— Благодарю, — испуганно, как будто ожидая нового удара в своем разоблачении, по-змеиному прошипел Клаус.
Москалев выдержал некоторую паузу, затем вытащил из ящика большую фотографию и спросил:
— Взгляните, вы знаете этого человека?
Биттиг посмотрел на фото и снова, в который раз, внезапно бледность исчезла, и его бросило в жар из-за понимания, что игра с военными контрразведчиками окончательно проиграна.
На фотографии был портрет Гочекаля.
В это время за спиной немецкого разведчика раздались шаги, и появился сам Гочекаль.
Проигрыш был очевиден, а потому Биттиг заговорил вдруг на хорошем русском языке.
О разоблаченном немецком лазутчике в Центр полетела шифротелеграмма:
«Оперсоставом УКР Смерш НПО Центрального фронта был разоблачен агент немецкой разведки обер-лейтенант отдела 1-Ц армейского корпуса Клаус Биттиг, который по заданию начальника разведотдела капитана Виккопфа пытался осесть в тылу Красной Армии в г.

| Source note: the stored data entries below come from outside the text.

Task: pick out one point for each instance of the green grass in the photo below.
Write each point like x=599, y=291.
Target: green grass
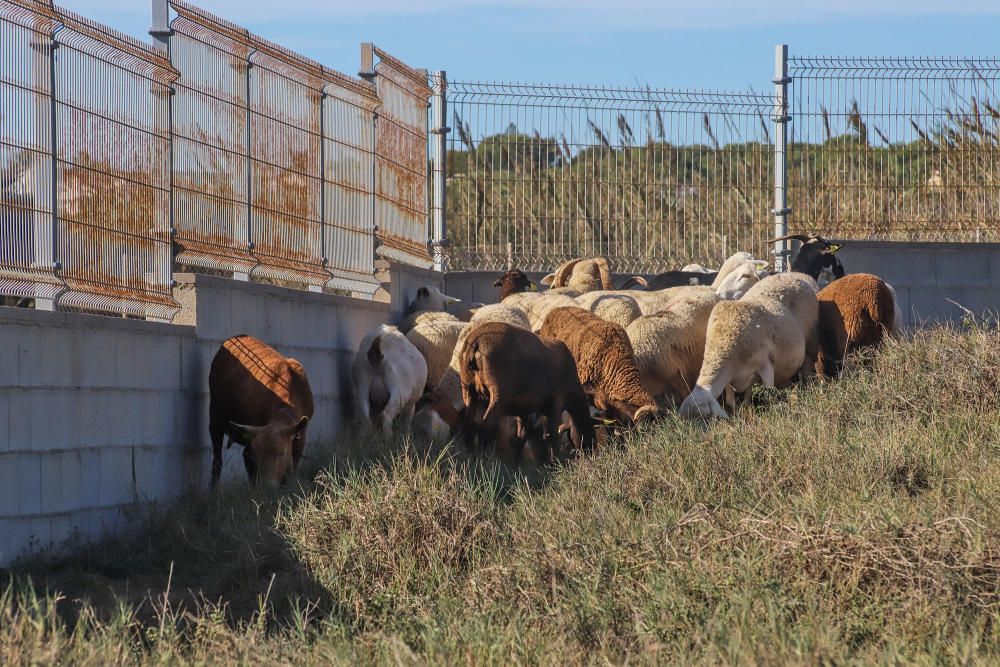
x=847, y=522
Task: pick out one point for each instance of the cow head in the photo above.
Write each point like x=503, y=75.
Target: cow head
x=273, y=445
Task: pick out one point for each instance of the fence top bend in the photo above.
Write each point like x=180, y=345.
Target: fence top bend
x=651, y=178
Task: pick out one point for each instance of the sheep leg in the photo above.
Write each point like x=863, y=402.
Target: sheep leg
x=218, y=434
x=392, y=410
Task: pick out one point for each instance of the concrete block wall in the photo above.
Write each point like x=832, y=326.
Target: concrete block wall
x=93, y=419
x=931, y=278
x=99, y=413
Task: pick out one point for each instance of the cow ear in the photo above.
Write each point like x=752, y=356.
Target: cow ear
x=300, y=425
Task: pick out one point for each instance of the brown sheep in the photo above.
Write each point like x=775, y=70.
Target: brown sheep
x=507, y=371
x=855, y=311
x=261, y=400
x=605, y=362
x=513, y=282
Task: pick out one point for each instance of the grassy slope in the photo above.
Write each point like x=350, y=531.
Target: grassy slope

Рославль Смоленской области для сбора шпионской информации по нашим войскам».
Обескураженный быстрым разоблачением немецкий разведчик много чего интересного рассказал армейским чекистам. Он поведал о структуре своего отдела, имеющейся на личной связи агентуре и дал установочные данные на ряд своих сослуживцев.
А что касается Астафьевой, то она легко попалась на расставленную Биттигом и его коллегами ловушку. Её профилактировали и отпустили. Спектакль с закономерно трагическим концом для фашиста, игравшим «рыцарскую» роль, закончился судом.

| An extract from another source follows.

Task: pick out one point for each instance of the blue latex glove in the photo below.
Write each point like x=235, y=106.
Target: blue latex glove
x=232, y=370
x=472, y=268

И всё равно «Штабист» даже в таком виде — неудачника — по-настоящему поработал на военную контрразведку.
Зимним, холодным и вьюжным днем с северным ветром вдобавок к непогоде некоторые сотрудники Особого отдела Южного фронта стали свидетелями задержания немецкого полковника, прятавшегося в бетонных развалинах разрушенного многоэтажного здания.
А случилось это рядовое, казалось бы, для войны событие 29 января 1943 г. в самом городе Сталинграде.
Во время прочесывания освобожденного квартала разведывательно-поисковая группа одного из полков фронта в своеобразной норе внутри обломков бетона и кирпича обнаружила человекоподобное существо, одетое в грязные лохмотья.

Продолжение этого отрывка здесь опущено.